Rogue looked a little hurt, but at least she met Logan’s eyes. With a determined nod, she turned the others and marched them just out of view and hearing around the corner of the tent.

“Kurt?” Logan hugged him close, rubbing his arms and back. “Come on, buddy, talk to me. Damn it, this crazy stunt was your idea, don’t check out on me now!”

He realized his fingers were digging into Kurt’s arms hard enough to leave bruises, and loosened his grip.

Damn it, what now? He couldn’t bring himself to try slapping Kurt out of it, and he doubted pain would break through the old memories anyway. Probably just make ’em worse. He sighed. Maybe…

Grabbing Kurt’s head in both hands, Logan pulled him down for a kiss, pushing his tongue past the unresponsive lips firmly. He stroked one hand through Kurt’s hair and continued caressing him with the other, using all the knowledge he’d gained of Kurt in their time together to show him he was safe, cared for. To show him, damn it, that he was loved.

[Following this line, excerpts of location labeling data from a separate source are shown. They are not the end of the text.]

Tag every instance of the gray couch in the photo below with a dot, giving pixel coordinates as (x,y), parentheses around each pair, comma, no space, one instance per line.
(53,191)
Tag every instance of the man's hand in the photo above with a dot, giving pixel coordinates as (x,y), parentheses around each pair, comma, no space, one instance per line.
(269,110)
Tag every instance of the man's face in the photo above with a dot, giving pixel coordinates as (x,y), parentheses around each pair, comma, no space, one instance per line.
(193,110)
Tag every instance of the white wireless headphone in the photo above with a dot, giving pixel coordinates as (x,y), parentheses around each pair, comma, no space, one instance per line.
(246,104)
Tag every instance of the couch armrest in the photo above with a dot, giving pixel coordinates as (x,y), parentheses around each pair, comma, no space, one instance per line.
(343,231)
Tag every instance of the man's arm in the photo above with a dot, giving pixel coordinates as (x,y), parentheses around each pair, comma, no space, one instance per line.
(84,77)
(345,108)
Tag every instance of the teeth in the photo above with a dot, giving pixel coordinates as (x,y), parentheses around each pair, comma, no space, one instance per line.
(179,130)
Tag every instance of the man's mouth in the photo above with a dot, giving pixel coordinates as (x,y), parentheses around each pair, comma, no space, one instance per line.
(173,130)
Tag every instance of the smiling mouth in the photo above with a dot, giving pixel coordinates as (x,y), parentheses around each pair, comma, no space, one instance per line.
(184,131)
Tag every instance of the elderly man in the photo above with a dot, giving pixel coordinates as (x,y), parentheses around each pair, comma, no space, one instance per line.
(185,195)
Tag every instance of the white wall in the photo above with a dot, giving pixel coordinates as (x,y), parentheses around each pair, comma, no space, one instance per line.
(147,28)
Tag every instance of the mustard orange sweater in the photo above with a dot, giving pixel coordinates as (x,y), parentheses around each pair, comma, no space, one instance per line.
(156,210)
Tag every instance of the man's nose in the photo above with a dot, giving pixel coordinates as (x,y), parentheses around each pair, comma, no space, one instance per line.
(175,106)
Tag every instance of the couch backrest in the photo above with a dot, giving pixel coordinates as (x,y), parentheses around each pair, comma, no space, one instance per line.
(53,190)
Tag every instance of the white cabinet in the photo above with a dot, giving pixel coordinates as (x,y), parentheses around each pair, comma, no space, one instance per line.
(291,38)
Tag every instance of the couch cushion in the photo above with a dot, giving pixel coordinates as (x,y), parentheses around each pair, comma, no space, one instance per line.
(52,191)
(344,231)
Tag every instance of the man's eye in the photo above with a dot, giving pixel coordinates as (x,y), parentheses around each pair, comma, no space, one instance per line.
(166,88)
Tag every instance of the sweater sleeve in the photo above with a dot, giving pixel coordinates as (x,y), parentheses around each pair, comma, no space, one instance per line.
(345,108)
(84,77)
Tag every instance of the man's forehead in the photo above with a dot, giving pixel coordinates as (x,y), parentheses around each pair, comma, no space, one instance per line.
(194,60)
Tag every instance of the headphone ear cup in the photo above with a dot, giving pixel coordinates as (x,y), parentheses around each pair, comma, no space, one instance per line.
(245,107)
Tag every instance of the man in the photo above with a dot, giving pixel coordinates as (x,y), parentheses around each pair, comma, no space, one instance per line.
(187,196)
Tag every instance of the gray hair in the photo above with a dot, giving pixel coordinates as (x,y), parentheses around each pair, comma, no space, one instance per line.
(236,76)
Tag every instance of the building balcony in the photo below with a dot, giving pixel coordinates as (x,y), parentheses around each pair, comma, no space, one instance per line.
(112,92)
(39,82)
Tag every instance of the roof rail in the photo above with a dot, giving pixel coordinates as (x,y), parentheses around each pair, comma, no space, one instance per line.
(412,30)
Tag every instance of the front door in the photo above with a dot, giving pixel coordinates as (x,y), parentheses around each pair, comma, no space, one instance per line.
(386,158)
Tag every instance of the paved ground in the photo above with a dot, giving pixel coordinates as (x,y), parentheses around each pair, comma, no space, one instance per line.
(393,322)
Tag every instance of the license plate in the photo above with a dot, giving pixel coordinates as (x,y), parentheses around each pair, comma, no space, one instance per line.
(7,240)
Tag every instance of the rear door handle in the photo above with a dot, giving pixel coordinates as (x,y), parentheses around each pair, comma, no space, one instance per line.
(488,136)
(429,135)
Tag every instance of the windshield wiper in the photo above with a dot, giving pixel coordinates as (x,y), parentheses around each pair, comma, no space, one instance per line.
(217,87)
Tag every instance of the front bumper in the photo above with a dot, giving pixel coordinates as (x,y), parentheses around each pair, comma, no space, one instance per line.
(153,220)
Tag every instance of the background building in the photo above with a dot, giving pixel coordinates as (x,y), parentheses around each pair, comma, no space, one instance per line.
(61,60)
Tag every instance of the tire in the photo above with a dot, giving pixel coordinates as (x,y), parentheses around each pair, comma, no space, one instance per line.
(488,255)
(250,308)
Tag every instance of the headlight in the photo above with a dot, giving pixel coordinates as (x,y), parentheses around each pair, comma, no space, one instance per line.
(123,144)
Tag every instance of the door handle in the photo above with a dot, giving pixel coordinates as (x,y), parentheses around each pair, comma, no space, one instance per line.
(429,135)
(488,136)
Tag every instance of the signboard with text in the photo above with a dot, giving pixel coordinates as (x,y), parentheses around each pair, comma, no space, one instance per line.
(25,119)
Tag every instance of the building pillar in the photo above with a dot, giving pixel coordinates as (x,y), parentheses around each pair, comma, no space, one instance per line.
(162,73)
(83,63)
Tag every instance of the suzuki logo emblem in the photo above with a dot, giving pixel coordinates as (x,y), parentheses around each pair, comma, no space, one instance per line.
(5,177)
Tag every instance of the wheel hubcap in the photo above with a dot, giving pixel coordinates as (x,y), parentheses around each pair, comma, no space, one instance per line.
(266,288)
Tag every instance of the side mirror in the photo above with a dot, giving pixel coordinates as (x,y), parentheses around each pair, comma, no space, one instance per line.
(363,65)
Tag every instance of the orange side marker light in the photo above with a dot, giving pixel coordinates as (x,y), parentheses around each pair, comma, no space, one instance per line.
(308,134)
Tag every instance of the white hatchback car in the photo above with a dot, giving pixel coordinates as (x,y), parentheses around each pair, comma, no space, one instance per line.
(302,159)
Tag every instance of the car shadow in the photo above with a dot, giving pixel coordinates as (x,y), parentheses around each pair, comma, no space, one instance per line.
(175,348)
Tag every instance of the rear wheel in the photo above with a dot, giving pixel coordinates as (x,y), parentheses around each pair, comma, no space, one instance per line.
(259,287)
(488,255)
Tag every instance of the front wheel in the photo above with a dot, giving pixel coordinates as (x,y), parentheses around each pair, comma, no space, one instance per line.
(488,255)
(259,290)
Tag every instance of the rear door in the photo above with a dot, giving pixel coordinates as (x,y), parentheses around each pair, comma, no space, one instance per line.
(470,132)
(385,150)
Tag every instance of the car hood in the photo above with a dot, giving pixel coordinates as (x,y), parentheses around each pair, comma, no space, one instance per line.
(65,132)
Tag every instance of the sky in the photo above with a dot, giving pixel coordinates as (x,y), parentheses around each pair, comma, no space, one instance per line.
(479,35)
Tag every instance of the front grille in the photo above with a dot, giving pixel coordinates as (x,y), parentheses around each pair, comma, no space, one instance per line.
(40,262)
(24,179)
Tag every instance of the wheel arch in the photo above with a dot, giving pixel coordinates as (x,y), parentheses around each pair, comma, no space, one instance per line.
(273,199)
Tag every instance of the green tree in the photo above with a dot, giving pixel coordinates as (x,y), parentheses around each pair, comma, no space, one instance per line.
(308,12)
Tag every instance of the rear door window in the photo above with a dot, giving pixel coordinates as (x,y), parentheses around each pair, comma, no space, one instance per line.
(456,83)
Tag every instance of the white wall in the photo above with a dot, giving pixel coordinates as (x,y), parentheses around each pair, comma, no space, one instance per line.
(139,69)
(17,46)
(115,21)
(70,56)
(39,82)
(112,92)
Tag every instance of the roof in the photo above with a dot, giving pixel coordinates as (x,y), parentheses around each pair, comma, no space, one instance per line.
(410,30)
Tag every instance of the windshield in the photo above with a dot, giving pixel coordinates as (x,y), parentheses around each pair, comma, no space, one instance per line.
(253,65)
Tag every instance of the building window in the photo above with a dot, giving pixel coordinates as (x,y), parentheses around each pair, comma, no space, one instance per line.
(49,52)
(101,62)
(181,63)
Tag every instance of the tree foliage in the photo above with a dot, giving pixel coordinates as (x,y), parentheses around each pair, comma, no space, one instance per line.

After far too long a moment, Kurt’s lips moved, returning the kiss, and his shaking subsided. Logan pulled back cautiously.

Kurt’s eyes were haunted, but he was there behind them, alive again. “Logan?” he whispered.

Logan raised an eyebrow. “You expect to be kissing someone else?”

Kurt choked on a giggle. “I —” his face blanched, and turning away quickly, he was sick. He hadn’t eaten much in the last day, leaving little but dry heaves; Logan held him through the spasms, then helped him a few feet away, to sit with his head between his drawn-up knees.

“Deep breaths.” He rubbed Kurt’s back slowly.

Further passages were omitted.